Dictionary of National Biography, 1885-1900/Sladen, Charles
SLADEN, Sir CHARLES (1816–1884), Australian statesman, born at Ripple Park, Kent, in 1816, was second son of John Baker Sladen of Ripple Park, Kent, a deputy-lieutenant for the Cinque ports, by Ethelred, eldest daughter of Kingsman Baskett St. Barbe of London. He was educated at Shrewsbury school and Trinity Hall, Cambridge, where he entered as a scholar in 1834 and graduated B.A. in 1837. He served his articles with a proctor in Doctors' Commons, and proceeded LL.B. in 1840 and LL.D. in December 1867.
In 1841 Sladen emigrated to Victoria, landing on 14 Feb. 1842, and in May commenced practice as a solicitor at Geelong, where he became the head of the firm of Sladen, Martyn, & Taylor. His rapid success enabled him to retire from practice in 1854.

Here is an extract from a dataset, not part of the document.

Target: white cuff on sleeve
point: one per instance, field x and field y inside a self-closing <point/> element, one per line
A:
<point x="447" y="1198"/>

In December of that year he was requested to act for a time as treasurer of the colony, and was nominated to the old legislative council. After the reform of the constitution by the act of 1855, he entered the House of Assembly as member for Geelong in 1857, and in November became treasurer in the first ministry of responsible government. In the same year, however, universal suffrage was established, and at the first subsequent general election he was defeated, and remained out of parliament till 1861, when he came in as member for Geelong East. In July 1864 he was elected to the legislative council for the western province, and very soon became the acknowledged leader of the conservative party in that house. He was conspicuous in this capacity in the struggle with the ministry of Sir James McCulloch [q. v.] respecting the incorporation in the Appropriation bills of the tariff bill in 1865 and the Darling grant in 1867. While he was the author of the council's strong line of action, he also managed the compromise of 1867. When, in 1868, McCulloch resigned, Sladen formed, as a last resort, a ministry which was in a hopeless minority. He was premier and chief secretary from 6 May to 11 July. His action on this occasion was regarded as one of great public spirit. In August 1868 his seat became vacant by lapse of time, and he did not seek re-election.

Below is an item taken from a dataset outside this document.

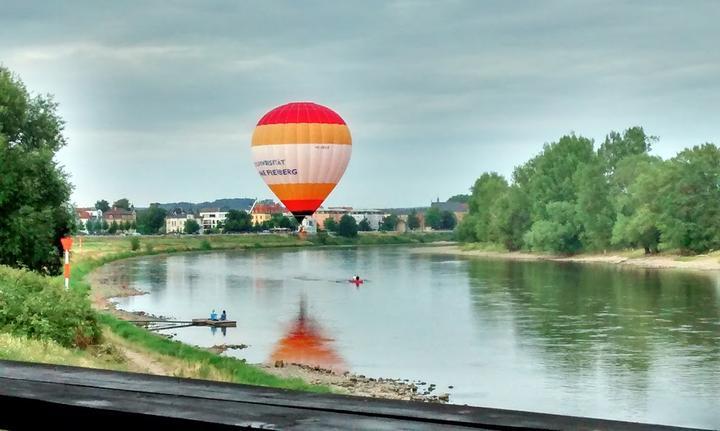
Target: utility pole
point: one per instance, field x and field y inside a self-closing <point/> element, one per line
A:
<point x="67" y="244"/>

In 1876, however, when a fresh struggle between the chambers was imminent, Sladen once more entered political life as member of the council for the western province, and took a strong line in opposition to Graham Berry's government on the questions of paying members (1878), the plebiscite (1879), levying a land tax, and reforming the legislative council. The general election of 1880 justified the line which he had taken, and the legislative council emerged from the struggle with credit. On 13 Dec. 1882 he finally retired, somewhat broken in health. He died at his residence, Chilwell, near Geelong, on 22 Feb. 1884, having married, in 1840, Harriet Amelia, daughter of William Orton.

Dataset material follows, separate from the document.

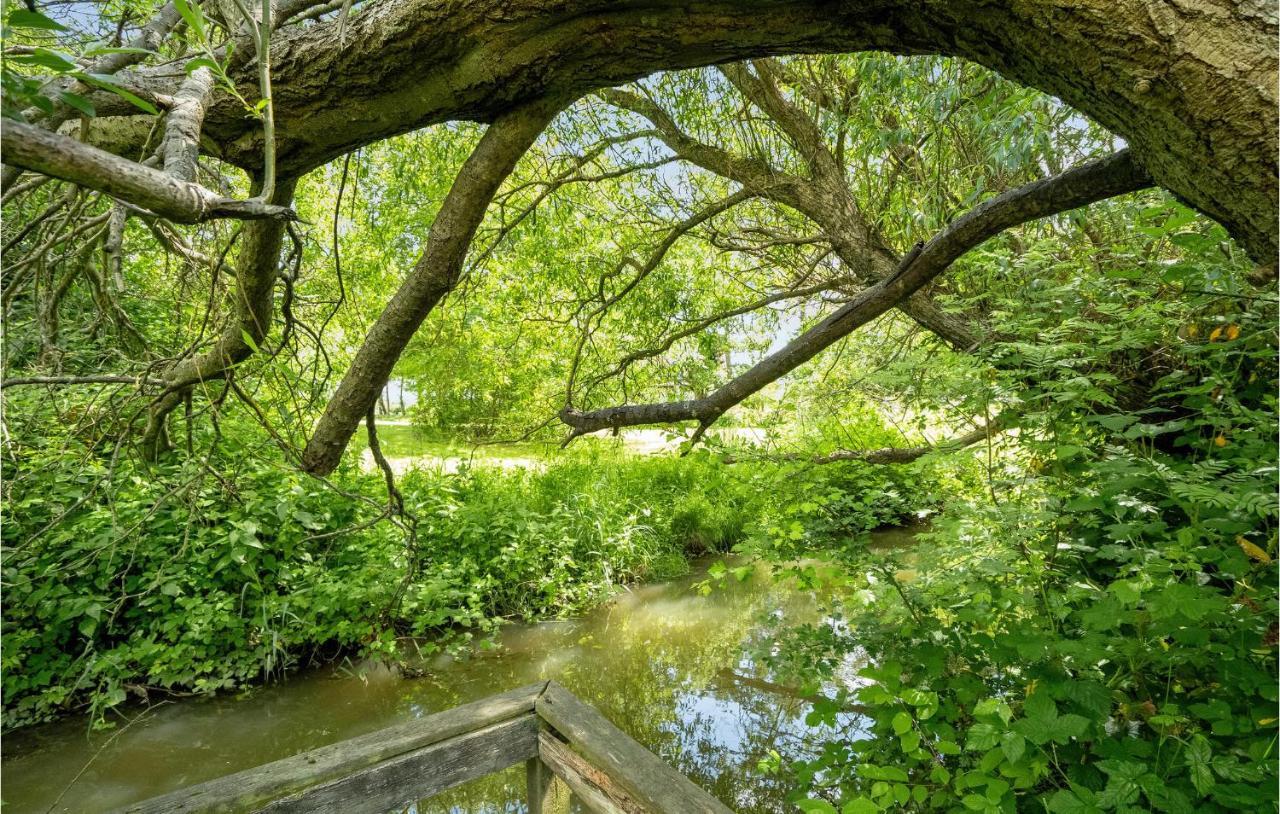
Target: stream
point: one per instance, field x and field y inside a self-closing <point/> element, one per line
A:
<point x="664" y="662"/>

Sladen staved off two serious attacks on the constitution, and finally asserted the authority of the council. He took the lead in reforming the council by division of the electoral provinces, increase of the number of members, and curtailment of the tenure of appointment. He was made K.C.M.G. in 1875. In 1854 he bought an estate at Birregarra, which he called Ripple Vale, and there he devoted his leisure to sheep-farming.
There is a portrait of him in the National Gallery of Victoria and another at Geelong town-hall.[Melbourne Argus, 23 Feb. 1884; Mennell's Dictionary of Australasian Biography; Parliamentary Reports of Victoria, passim.]